Born at Newcastle-on-Tyne on 17 April 1799, he was the only son of William Chatto, a merchant who died at Gibraltar in 1804. After education at a grammar school in the north, he went into business, and around 1830 acquired the firm of his cousin, a wholesale tea-dealer, in Eastcheap, London. In 1834 he gave up business to write. Also in this year, he acquired, probably from the Atkinson family, the Henry Atkinson manuscript, an important early source of violin music, dating from the 1690s, and written in or near Newcastle.

He was editor in 1839–41 of the New Sporting Magazine, and in 1844 projected a penny daily comic illustrated paper entitled Puck, a journalette of Fun (see also Penny press). For this paper, which he edited himself, he secured the services of contributors including Tom Taylor, but it had only a brief existence.

In 1839, Chatto was elected an honorary member of the Society of Antiquaries of Newcastle-on-Tyne.

He died in the London Charterhouse, 28 February 1864, and was buried on the western side of Highgate Cemetery (plot no.12990). His epitaph, by Taylor, his lifelong friend, described him as a "true-hearted and upright man".

=== Works ===
His works include two as Stephen Oliver:
- Rambles in Northumberland and on the Scottish Border: Interspersed with Brief Notices of Interesting Events in Border History (1835)
This book is now a reprint from Kessinger Publishings Legacy Reprint Series.
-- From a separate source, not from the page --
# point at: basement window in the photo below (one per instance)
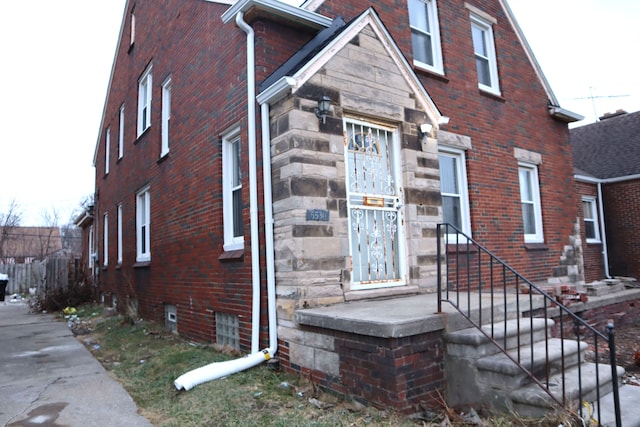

It is referred to many times by Richard Oliver Heslop in his Northumberland Words; A glossary of words used in the County of Northumberland and on the Tyneside (2 vols), first published 1893-4.
- Scenes and Recollections of Fly-Fishing in Northumberland, Cumberland and Westmoreland.

Other books by Chatto, under his own name, include:
- A Treatise on Wood Engraving, Historical and Practical: With Upwards of Three Hundred Illustrations, Engraved on Wood (1839), with engraver John Jackson;
- Facts and Speculations on the Origin and History of Playing Cards (1848);
- The Angler's Souvenir (1835, 1845, 1847 under the pseudonym Paul Fisher); and
- A Paper;—of Tobacco. Treating of the Rise, Progress, Pleasures, and Advantages of Smoking. With Anecdotes of Distinguished Smokers, Mems. on Pipes and Tobacco-Boxes, and a Critical Essay on Snuff.

==Family==
By his wife, Margaret, daughter of Luke Birch of Cornhill, London, he had five sons, of whom the third, Andrew Chatto (1840–1913), became a member of the publishing firm of Messrs. Chatto & Windus, and three daughters.